2.35 Percent of patients who had a hip joint replacement due to fracture with adverse events associated with the hip joint replacement, United States, 2002 and 2003.
- CMS, MPSMS, inpatient medical records: for abstracted data related to the index hospital stay.
- CMS Medicare Administrative Data: used for 30-day post-procedure mortality, to identify procedure codes for hip arthroplasty and replacement and to determine 30-day post-procedure readmission.
All patients in the MPSMS sample that experienced a surgical procedure performed to replace a fractured hip joint.

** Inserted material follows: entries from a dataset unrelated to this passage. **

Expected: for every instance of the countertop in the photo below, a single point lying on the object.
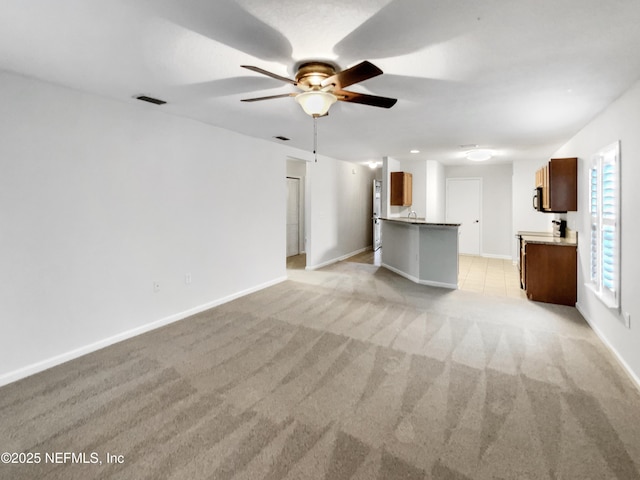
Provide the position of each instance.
(418, 221)
(547, 238)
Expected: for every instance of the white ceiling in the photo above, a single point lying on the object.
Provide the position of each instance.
(517, 76)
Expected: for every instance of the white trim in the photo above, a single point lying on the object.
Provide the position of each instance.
(338, 259)
(625, 366)
(480, 203)
(453, 286)
(494, 255)
(37, 367)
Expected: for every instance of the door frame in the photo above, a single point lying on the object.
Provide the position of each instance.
(301, 209)
(446, 215)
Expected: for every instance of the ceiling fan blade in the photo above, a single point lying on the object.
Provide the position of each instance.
(269, 74)
(355, 74)
(257, 99)
(363, 98)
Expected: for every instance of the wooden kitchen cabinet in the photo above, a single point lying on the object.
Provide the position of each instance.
(401, 189)
(549, 272)
(559, 182)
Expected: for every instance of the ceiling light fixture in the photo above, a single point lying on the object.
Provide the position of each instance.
(479, 155)
(316, 102)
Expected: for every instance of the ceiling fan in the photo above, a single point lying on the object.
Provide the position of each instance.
(322, 86)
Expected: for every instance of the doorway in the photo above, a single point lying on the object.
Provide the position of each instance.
(377, 205)
(464, 206)
(293, 216)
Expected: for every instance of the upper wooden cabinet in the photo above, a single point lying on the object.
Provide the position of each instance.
(559, 182)
(401, 189)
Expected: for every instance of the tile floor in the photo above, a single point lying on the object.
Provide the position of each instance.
(489, 276)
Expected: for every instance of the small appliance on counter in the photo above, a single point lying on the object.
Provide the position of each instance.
(559, 228)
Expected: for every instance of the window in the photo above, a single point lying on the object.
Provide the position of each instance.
(604, 181)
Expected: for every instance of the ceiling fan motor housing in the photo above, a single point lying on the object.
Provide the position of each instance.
(310, 75)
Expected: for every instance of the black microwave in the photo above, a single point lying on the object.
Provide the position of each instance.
(537, 199)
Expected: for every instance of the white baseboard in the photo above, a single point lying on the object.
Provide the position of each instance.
(338, 259)
(501, 257)
(634, 378)
(37, 367)
(453, 286)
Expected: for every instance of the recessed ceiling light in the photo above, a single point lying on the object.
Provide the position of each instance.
(479, 155)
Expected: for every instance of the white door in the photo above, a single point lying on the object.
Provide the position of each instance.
(464, 204)
(293, 216)
(377, 205)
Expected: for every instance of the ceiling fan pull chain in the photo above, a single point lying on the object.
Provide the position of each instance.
(315, 138)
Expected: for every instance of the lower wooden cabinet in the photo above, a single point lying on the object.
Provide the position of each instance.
(550, 272)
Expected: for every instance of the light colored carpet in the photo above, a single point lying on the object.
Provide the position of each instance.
(349, 372)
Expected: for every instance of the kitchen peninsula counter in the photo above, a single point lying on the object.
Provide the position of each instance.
(424, 252)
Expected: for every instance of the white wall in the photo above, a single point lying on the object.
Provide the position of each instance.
(620, 121)
(429, 189)
(497, 234)
(100, 199)
(525, 218)
(436, 192)
(340, 210)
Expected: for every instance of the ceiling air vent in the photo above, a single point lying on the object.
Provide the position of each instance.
(155, 101)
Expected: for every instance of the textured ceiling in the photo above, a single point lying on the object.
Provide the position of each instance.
(520, 77)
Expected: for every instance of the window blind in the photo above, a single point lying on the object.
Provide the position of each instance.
(604, 201)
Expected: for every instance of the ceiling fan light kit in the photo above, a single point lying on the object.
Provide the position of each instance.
(321, 84)
(479, 155)
(316, 102)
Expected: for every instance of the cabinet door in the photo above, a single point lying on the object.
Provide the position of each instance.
(401, 189)
(545, 188)
(407, 198)
(563, 184)
(551, 273)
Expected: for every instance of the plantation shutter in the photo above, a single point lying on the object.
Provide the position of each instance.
(605, 224)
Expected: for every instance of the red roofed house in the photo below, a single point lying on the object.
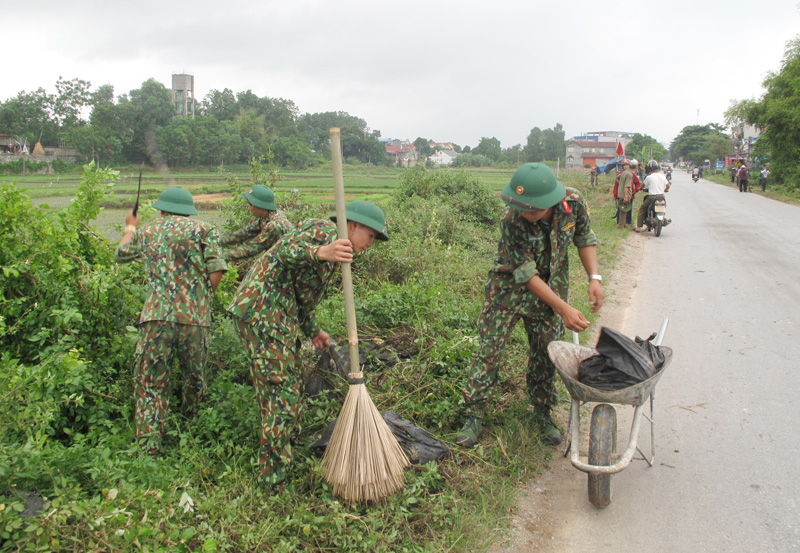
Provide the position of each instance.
(401, 153)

Subset of the denominator who experienced at least 1 of the following:
Postoperative infections, postoperative pneumonia, postoperative urinary tract infection, postoperative deep vein thrombosis or pulmonary embolus, dislocation, wound complications other than infection, nerve injury, postoperative bleeding requiring 4 or more blood transfusions, cardiovascular complications, same side revision during the index hospital stay, return to or for reasons other than same side revision during the index hospital stay, and death.
Postoperative infections are determined by documentation of early prosthetic joint and/or wound infection and acute and early deep hip infection excluding superficial infection.
Postoperative pneumonia, postoperative urinary tract infection, postoperative deep vein thrombosis, and pulmonary embolus are all determined in the same fashion as those in prior MPSMS measures.
Cardiovascular complications include myocardial infarction, congestive heart failure, and arrhythmia requiring treatment.
Wound complications other than infection include dehiscence, hematoma, and necrosis.
In order to attain greater consistency between 2002 and 2003 data, the analytic approach used to produce these tables differs from earlier years of the NHQR.